The problem is that this is not an answer. It is simply a platitude. I believe that the government should set out its goals in broad strokes – where they stand on single market access, free movement of labour etc – and that the triggering of article 50 should be subject to parliamentary approval for these goals. This would give legitimacy to the tortuous negotiation process, and go some way to ensuring that the final deal is one which the country can broadly support. There is one group which should be hammering that message into the Government, yet sadly Her Majesty’s Loyal Opposition seems absent without leave. And without opposition, the Government is free to offer the public platitudes, and pursue its agenda behind closed doors.

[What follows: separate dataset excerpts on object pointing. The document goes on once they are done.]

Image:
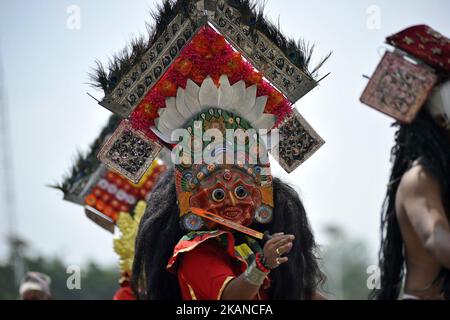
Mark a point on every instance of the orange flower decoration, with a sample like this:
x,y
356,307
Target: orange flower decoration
x,y
254,78
219,45
150,110
90,200
197,75
202,46
275,98
167,88
233,65
183,66
100,206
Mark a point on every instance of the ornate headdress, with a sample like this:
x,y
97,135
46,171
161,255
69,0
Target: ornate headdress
x,y
111,200
217,66
415,74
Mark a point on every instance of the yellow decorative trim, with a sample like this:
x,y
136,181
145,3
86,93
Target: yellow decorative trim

This is a problem, because we live in a representative democracy, yet much of the population – both geographically and politically – are not represented by the Conservative Government. Even if I felt the Government did represent me, I would want them to be challenged, because rigorous discourse is how we develop and refine policy in everyone’s interests. If ideas are not challenged, then problems go unmissed, ideas are underdeveloped, and failures are inevitable. We all get things wrong sometimes.
No, if we really want to get the best deal for the UK, we must have open discussion about what is good for the UK as a whole and its various regions, about what issues are priorities, and what people want from our new relationship with Europe. The impetus for this must come from those people who are elected to govern on our behalves, making use of the wide range of parliamentary debates, committees and other means. Discussions in parliament could fuel a wider public debate, using the media as a go-between, and we could have a truly national debate. That, at least, would be a positive legacy for 23 June.

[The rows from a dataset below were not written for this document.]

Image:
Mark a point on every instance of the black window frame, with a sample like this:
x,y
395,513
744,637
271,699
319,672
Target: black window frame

Instead, we have an echo chamber. The Government alone speaks, and has what they say repeated back to them by the media, which is offered no alternative perspective. The Official Opposition are nowhere to be seen. This problem has its roots in the referendum campaign, when the Labour Party seemed unable to attract the attention of a media which was more interested in the internecine strife of the Conservative Party. More recently, Labour has struggled to formulate a clear stance on the issue which balances the competing interests of its London constituencies which voted to remain, and its provincial seats which backed leave. But silence is the worst of all possible worlds. It benefits none of their constituents.
Of course, smaller parties, such as the Liberal Democrats, are working hard to fill the gap, offering substantially different policies, to be debated. Yet with only nine MPs, and in a system which is so dominated by the two major parties, they cannot have the same clout. There are no two ways about it. The Labour Party needs to start to take more public positions. I try to be relatively well informed, and honestly struggle to identify what is Labour Party policy at present – particularly as it is still unclear how far what the Leader says is policy. When Mr Corbyn or his senior team do speak, there is no telling if his PLP or wider party agree with him, and would back such a policy.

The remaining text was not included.